Thursday, July 29, 2010

Oddities: A Bug's Life (Genesis)

Videogame hardware lifecycles can often be dated based on the licensed games by whose presence each platform was graced -- or, generally, disgraced.  The Atari 2600 had a Krull game, the NES got Hudson Hawk.  Pixar's second animated feature, A Bug's Life, arrived in movie theatres in 1998, and the videogame adaptation was released on the Nintendo GameBoy Color and the Sony Playstation.

It wasn't supposed to appear on the Genesis at all -- Sega's 16-bit system was well past its commercial prime by the late 1990's, even on the hand-me-down/bedroom system basis that tends to keep a trickle of kids' titles coming late in a console's life.  And it never did in any legal form.  But enterprising Asian game pirates saw an opportunity to cash in on Sega and Disney in one go, and thus this wholly unlicensed conversion of the GameBoy Color version of A Bug's Life appeared on the Genesis:


The game's ancestry is clear -- the sprites have a distinctly GameBoy look, lacking the color depth of even the earliest Genesis titles.  The graphics have been changed a bit -- Flik sports a new shade of blue instead of his customary purple -- but the only real enhancement is a second layer of wallpaper-style background graphics, added to take advantage of the Genesis' parallax scrolling hardware.

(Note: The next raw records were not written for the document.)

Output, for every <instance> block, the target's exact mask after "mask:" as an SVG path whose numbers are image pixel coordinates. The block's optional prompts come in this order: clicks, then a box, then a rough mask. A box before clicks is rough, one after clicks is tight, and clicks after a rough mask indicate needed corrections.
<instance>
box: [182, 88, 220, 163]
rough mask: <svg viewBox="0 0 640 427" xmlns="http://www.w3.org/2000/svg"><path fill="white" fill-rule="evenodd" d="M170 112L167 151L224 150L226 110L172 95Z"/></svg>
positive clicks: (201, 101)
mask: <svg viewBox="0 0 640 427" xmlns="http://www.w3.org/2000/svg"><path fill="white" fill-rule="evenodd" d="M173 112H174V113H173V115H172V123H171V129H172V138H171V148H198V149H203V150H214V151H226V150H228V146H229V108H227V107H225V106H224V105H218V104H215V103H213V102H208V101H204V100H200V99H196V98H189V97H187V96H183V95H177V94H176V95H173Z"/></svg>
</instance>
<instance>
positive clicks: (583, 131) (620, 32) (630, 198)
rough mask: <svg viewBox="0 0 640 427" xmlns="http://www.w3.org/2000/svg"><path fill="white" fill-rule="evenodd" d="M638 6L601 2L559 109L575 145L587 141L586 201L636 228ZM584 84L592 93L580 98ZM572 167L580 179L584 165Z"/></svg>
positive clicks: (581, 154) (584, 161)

The original gameplay has also been preserved -- only two buttons are used, one to fling grapes at enemies in a parabola that seems to go out of its way to miss the intended target, and one to jump.  The jumping animation is horrendously awkward, likely driven by a technical need to keep Flik within an established bounding box -- instead of leaping naturally with his legs, he appears to bend halfway over and, erm, propel himself upward from the rear.  The animators at Pixar would not be happy.  And the sound is awful -- beyond the generic music, random vocal exclamations are heard.  They appear to be coming from Flik, but they sound nothing like Dave Foley's voice work from the movie, nor do they fit the character's personality.  Hearing Flik yell "Nice one!" and "Ohhh YEAH!" ad infinitum doesn't exactly evoke the original character's nebbishy charm.

Fortunately, the game is unforgivingly difficult as well, and it doesn't take more than a few hits to put Flik out of our misery.


This misbegotten conversion is no good at all, but I have to give begrudging credit to the pirate organization that actually invested in software development, even if the entire design was lifted wholesale from someone else's hard work.  And due thanks to the gaming underground that has made this travesty of gameplay available for our ironic and arguably guilt-free entertainment. 

After all, it doesn't seem appropriate for a pirate game publisher to complain about piracy, now does it?